Mary hatte im ersten Moment gemeint, sich geirrt zu haben, als sie aus dem in einer Seitenstraße liegenden Haus getreten war, in dem die alte Mrs Goldwind lebte. Es war ein Zufall gewesen, dass sie ihre Wege heute in das berüchtigte East End führten. Eigentlich war sie für eine andere Route vorgesehen gewesen. Aber am frühen Morgen, als sie noch vor ihrem Frisiertisch saß, sich die Haare hochsteckte und ihr Mann in der Küche saß und seinen morgendlichen Tee trank, war ein Junge an ihre Haustür getreten. Mit erstickt klingender Stimme, weil er die letzten drei Straßenzüge heruntergelaufen war, hatte er ihr gesagt, dass seine Mutter heute nicht zur Arbeit kommen konnte. Es war ihr schrecklich in den Rücken gefahren, erzählte er, und es fiel ihr schwer, sich aus dem Bett zu erheben.

Dadurch hatte Mary ihre im Büro anfallenden Arbeiten ruhen gelassen und hatte die Tour ihrer Mitarbeiterin übernommen.
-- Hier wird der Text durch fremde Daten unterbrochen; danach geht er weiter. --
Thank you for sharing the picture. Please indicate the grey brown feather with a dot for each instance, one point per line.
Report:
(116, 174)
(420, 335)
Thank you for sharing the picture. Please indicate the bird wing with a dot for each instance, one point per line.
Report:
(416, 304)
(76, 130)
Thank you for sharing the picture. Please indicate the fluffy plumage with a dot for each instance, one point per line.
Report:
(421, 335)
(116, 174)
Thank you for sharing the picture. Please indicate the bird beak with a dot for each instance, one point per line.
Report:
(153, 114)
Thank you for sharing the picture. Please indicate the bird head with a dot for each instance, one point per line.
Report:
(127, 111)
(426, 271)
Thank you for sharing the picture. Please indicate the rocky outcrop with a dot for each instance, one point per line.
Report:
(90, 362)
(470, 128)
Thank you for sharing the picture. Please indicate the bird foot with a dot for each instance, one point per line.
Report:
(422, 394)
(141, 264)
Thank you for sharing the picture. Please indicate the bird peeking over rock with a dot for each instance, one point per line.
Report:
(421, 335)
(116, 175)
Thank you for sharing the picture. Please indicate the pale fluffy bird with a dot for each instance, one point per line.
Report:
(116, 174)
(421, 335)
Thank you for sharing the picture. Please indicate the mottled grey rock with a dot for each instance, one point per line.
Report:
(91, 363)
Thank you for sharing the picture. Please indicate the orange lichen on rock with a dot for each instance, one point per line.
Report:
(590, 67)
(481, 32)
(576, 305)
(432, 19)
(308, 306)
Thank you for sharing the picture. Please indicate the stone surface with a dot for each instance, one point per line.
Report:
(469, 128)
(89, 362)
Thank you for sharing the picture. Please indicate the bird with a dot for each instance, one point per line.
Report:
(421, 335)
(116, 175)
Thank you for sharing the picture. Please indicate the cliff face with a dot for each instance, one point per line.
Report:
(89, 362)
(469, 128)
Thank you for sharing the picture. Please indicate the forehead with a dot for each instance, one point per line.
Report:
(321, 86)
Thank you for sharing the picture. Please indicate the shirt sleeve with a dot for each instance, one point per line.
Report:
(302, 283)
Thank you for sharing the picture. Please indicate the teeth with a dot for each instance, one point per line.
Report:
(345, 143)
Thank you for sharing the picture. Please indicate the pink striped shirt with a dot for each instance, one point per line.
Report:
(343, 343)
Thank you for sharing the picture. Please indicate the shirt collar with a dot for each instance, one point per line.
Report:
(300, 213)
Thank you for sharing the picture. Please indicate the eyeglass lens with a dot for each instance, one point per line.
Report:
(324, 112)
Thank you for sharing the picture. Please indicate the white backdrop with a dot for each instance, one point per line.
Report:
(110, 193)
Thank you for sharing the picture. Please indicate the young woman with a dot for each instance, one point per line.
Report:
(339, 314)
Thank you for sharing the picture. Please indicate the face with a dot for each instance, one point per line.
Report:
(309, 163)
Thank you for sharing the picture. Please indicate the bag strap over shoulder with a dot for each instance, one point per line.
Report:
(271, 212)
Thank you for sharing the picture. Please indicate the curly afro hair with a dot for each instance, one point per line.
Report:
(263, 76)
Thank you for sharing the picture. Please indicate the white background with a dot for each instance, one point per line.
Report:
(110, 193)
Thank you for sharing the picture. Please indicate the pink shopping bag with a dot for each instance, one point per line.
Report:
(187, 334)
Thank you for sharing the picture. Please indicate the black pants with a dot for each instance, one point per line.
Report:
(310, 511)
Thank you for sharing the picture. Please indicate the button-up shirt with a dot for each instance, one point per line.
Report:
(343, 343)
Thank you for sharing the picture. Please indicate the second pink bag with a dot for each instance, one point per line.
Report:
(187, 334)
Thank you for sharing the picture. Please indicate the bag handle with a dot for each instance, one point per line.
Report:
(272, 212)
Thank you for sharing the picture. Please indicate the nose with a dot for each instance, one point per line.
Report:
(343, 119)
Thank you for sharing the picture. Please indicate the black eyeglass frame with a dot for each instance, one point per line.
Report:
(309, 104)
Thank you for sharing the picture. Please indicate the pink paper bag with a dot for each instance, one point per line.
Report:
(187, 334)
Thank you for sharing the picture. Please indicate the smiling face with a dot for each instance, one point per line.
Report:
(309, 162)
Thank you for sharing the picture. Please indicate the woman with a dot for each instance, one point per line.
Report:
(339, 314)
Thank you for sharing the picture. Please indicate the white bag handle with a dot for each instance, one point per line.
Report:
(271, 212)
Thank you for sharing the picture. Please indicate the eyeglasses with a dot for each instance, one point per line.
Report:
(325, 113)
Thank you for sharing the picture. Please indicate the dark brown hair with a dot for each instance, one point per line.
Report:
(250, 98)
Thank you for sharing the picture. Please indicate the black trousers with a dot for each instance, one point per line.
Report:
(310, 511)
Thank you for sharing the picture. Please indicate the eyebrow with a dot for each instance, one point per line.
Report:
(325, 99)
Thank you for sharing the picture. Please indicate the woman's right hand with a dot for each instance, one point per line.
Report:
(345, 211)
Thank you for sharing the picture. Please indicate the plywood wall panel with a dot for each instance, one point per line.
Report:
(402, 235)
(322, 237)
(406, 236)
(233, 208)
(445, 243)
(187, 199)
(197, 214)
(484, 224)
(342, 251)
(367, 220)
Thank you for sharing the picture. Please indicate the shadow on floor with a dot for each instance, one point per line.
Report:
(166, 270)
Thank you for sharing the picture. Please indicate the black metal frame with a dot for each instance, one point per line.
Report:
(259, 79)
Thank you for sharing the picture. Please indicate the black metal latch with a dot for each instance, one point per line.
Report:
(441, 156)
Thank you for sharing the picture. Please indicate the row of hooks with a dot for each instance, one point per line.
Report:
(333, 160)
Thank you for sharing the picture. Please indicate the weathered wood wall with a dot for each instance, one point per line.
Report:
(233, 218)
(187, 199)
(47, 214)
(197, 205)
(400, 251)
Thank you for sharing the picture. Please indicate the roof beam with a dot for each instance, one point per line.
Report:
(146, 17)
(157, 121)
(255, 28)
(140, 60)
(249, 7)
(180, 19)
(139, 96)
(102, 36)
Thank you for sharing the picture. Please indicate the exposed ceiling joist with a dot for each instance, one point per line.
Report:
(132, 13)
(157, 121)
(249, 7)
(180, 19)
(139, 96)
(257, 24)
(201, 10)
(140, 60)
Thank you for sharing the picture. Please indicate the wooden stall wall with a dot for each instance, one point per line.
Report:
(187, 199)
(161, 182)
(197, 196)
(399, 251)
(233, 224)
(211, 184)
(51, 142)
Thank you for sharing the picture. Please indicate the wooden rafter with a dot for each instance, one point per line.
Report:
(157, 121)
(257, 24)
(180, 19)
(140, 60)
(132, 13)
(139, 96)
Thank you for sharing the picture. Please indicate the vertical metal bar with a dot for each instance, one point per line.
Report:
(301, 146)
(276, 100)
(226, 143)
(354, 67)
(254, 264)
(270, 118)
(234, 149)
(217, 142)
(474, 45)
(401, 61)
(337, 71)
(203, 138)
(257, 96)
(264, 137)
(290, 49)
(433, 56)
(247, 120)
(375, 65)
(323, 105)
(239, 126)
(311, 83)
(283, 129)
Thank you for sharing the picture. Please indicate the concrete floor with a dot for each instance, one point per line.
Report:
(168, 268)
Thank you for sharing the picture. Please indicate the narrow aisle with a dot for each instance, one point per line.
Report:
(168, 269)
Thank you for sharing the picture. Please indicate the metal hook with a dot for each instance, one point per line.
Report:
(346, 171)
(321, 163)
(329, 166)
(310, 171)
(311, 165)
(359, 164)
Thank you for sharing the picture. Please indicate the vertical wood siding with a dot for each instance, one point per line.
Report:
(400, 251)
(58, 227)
Jetzt, wo sie aus dem Hausflur trat, die Tür vorsichtig – wie sie es Mrs Goldwind versprochen hatte – zuzog, war sie der festen Überzeugung gewesen, aus dem Augenwinkel heraus den feuerroten Haarschopf von Amanda gesehen zu haben. Als Mary sich dann ganz herumdrehte und den engen Straßenzug hinunterschaute, an dem mehrere geschäftig wirkende Männer entlangzogen, sah sie sich nicht getäuscht.

Da war Amanda auf der anderen Straßenseite, während sie von einem kleinen untersetzten, vollbärtigen, mit ebenso blasser Haut und roten Haaren versehenen Mann am Unterarm gehalten wurde.